Around 50% of laboratory testing in primary care is for monitoring chronic conditions. Substantial variation in test ordering between GP practices and regions suggests that many tests are being over- and under-used, which can cause harm to patients and increase healthcare costs. Current guidelines on testing lack a solid evidence base. There is currently no framework for evaluating optimal testing strategies and no guidance on how to generate this much needed evidence.

Approach

The aims of this scoping review were to map the extent, range and nature of research that provides evidence on optimal chronic diseases monitoring in primary care, and to identify research gaps in the existing literature. EMBASE, MEDLINE, and CINAHL were searched from inception to April 2019. We used the following eligibility criteria: studies of adult patients with chronic disease in a primary care setting that evaluated laboratory tests and aimed to optimise testing, find the best test or testing interval, show patient harms, costs, or variation related to testing. We used standard scoping review methods, including standardised data abstraction forms and data charting.

Findings

Of 94 included papers, 36% aimed to investigate test performance and 40% to describe the variation in monitoring. Most studies focused on diabetes (51%), followed by hypertension (11%), and rheumatoid arthritis (10%). The most frequently studied laboratory tests were renal function tests (35%), followed by HbA1c (23%). A retrospective cohort design, using routinely collected data, was the most commonly used study design (49%).
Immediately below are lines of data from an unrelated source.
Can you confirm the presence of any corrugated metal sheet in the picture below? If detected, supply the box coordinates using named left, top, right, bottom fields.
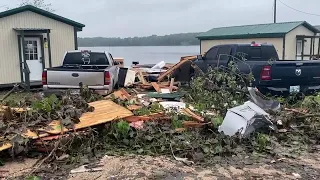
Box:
left=198, top=21, right=319, bottom=40
left=0, top=11, right=75, bottom=84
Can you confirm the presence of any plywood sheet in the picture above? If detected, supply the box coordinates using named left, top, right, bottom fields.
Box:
left=38, top=100, right=133, bottom=134
left=0, top=100, right=133, bottom=151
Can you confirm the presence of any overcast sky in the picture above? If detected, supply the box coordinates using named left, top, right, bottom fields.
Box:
left=0, top=0, right=320, bottom=37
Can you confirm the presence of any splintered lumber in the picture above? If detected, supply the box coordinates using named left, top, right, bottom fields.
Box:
left=151, top=82, right=161, bottom=93
left=127, top=104, right=142, bottom=111
left=108, top=88, right=131, bottom=100
left=182, top=108, right=204, bottom=122
left=169, top=78, right=174, bottom=92
left=138, top=71, right=148, bottom=85
left=0, top=100, right=133, bottom=151
left=183, top=121, right=206, bottom=128
left=0, top=143, right=12, bottom=151
left=41, top=100, right=133, bottom=134
left=180, top=56, right=197, bottom=61
left=124, top=113, right=168, bottom=123
left=158, top=60, right=189, bottom=82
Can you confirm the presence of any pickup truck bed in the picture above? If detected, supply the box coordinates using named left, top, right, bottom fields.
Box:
left=195, top=44, right=320, bottom=94
left=43, top=51, right=119, bottom=94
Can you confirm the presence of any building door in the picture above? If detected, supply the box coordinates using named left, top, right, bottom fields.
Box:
left=296, top=40, right=302, bottom=60
left=21, top=37, right=43, bottom=81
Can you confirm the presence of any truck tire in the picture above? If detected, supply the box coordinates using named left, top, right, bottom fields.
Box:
left=188, top=74, right=195, bottom=87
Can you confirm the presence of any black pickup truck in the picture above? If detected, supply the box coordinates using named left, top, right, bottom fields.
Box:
left=194, top=43, right=320, bottom=94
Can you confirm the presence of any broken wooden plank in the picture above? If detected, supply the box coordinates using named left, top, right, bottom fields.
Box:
left=107, top=88, right=131, bottom=100
left=158, top=60, right=189, bottom=82
left=127, top=104, right=142, bottom=111
left=183, top=121, right=206, bottom=128
left=124, top=113, right=168, bottom=123
left=138, top=71, right=148, bottom=85
left=151, top=82, right=161, bottom=93
left=182, top=108, right=204, bottom=122
left=169, top=78, right=174, bottom=92
left=40, top=100, right=133, bottom=134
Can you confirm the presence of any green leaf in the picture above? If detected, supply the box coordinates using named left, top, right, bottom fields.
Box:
left=137, top=148, right=144, bottom=154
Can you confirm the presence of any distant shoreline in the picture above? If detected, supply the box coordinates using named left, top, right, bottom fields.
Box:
left=79, top=44, right=200, bottom=47
left=78, top=33, right=200, bottom=47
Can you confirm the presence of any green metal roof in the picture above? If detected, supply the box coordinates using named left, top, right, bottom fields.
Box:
left=0, top=5, right=85, bottom=31
left=197, top=21, right=319, bottom=40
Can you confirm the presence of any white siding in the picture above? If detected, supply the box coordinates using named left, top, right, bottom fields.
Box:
left=201, top=38, right=283, bottom=59
left=0, top=11, right=75, bottom=84
left=285, top=25, right=312, bottom=59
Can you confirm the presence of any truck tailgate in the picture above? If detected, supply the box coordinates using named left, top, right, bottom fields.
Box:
left=271, top=61, right=320, bottom=85
left=47, top=70, right=104, bottom=88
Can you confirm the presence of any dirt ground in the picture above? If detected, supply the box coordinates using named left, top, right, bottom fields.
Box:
left=0, top=153, right=320, bottom=180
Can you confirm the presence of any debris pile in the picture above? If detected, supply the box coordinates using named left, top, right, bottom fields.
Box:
left=0, top=56, right=320, bottom=179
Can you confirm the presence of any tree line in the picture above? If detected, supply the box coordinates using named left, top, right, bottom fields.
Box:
left=78, top=33, right=200, bottom=47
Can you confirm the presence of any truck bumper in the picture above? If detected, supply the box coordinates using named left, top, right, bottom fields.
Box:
left=43, top=85, right=113, bottom=96
left=257, top=85, right=320, bottom=95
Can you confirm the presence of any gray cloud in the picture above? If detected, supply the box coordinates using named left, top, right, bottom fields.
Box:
left=0, top=0, right=320, bottom=37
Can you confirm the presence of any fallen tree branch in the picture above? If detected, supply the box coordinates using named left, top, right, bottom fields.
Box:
left=27, top=117, right=64, bottom=177
left=0, top=84, right=19, bottom=102
left=297, top=114, right=320, bottom=119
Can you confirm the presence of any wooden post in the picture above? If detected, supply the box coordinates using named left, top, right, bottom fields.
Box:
left=21, top=30, right=30, bottom=92
left=47, top=30, right=52, bottom=67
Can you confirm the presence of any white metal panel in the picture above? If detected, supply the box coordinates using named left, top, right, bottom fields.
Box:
left=0, top=11, right=75, bottom=84
left=201, top=38, right=283, bottom=59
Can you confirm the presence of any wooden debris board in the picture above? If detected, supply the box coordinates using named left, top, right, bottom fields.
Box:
left=158, top=60, right=189, bottom=82
left=39, top=100, right=133, bottom=134
left=138, top=71, right=148, bottom=85
left=182, top=108, right=204, bottom=122
left=108, top=88, right=131, bottom=100
left=0, top=100, right=133, bottom=151
left=169, top=78, right=174, bottom=92
left=151, top=82, right=161, bottom=93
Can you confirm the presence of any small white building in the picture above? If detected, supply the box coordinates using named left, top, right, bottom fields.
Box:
left=0, top=5, right=85, bottom=87
left=197, top=21, right=320, bottom=60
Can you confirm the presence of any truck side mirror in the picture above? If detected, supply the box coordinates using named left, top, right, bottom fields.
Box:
left=197, top=55, right=203, bottom=60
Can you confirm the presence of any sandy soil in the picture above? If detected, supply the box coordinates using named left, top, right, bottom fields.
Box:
left=0, top=153, right=320, bottom=180
left=69, top=154, right=320, bottom=180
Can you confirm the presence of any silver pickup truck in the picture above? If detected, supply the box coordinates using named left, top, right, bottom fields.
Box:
left=42, top=50, right=119, bottom=94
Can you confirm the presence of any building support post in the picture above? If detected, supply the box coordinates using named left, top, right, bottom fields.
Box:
left=273, top=0, right=277, bottom=23
left=47, top=30, right=52, bottom=67
left=21, top=31, right=30, bottom=92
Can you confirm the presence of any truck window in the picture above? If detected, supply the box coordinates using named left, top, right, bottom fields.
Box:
left=63, top=52, right=110, bottom=65
left=262, top=46, right=279, bottom=60
left=217, top=46, right=231, bottom=61
left=249, top=47, right=261, bottom=59
left=236, top=46, right=278, bottom=61
left=205, top=47, right=218, bottom=61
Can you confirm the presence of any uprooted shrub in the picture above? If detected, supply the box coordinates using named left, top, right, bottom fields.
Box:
left=186, top=61, right=253, bottom=116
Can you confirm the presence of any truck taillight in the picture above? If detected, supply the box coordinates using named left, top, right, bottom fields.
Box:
left=42, top=71, right=47, bottom=85
left=260, top=66, right=272, bottom=81
left=104, top=71, right=111, bottom=85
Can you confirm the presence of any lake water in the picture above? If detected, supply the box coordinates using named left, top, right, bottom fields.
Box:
left=79, top=46, right=200, bottom=66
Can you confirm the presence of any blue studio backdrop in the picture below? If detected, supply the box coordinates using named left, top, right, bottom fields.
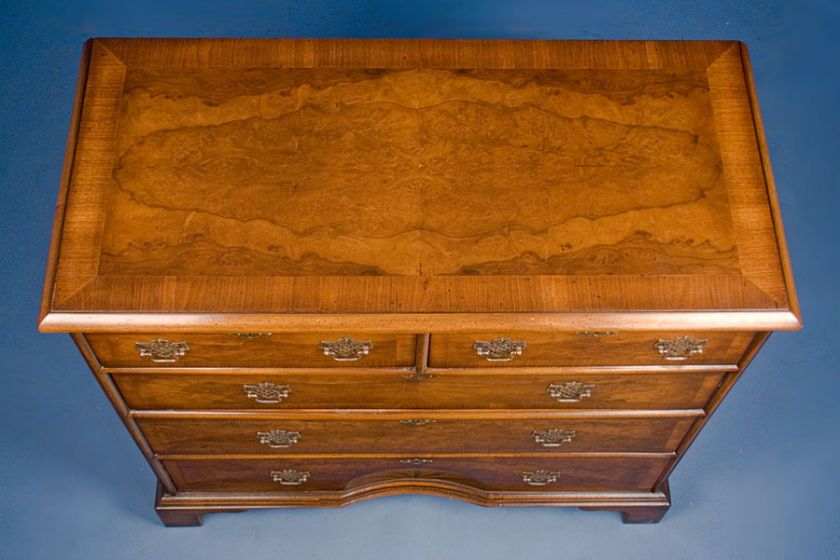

A large proportion of studies only used descriptive statistics to analyse the data (28%). We identified gaps in evidence on establishing optimal testing intervals; strategies to optimise testing that improve patient outcomes; and harms to patients due to over-testing.

Consequences

Future studies need to address the identified gaps in the literature. Development of methodologies and reporting guidelines for research evaluating the use of tests for monitoring could improve the rigor, transparency, and reproducibility of future research in this area, and help researchers, peer reviewers, authors, and readers to determine the trustworthiness of the findings.In the absence of clear evidence, decisions around testing should be based on current guidelines, however these guideline recommendations should feed into, rather than override, patients’ personal preferences and views.

Submitted by: 
Martha Elwenspoek
Funding acknowledgement: 
This research was supported by the National Institute for Health Research (NIHR) Applied Research Collaboration West (NIHR ARC West). The views expressed in this article are those of the author(s) and not necessarily those of the NHS, the NIHR, or the Department of Health and Social Care. KA received funding from the Bristol, North Somerset and South Gloucestershire Clinical Commissioning Group. JW is funded by a Doctoral Research Fellowship from the National Institute for Health Research (NIHR-2016-09-034).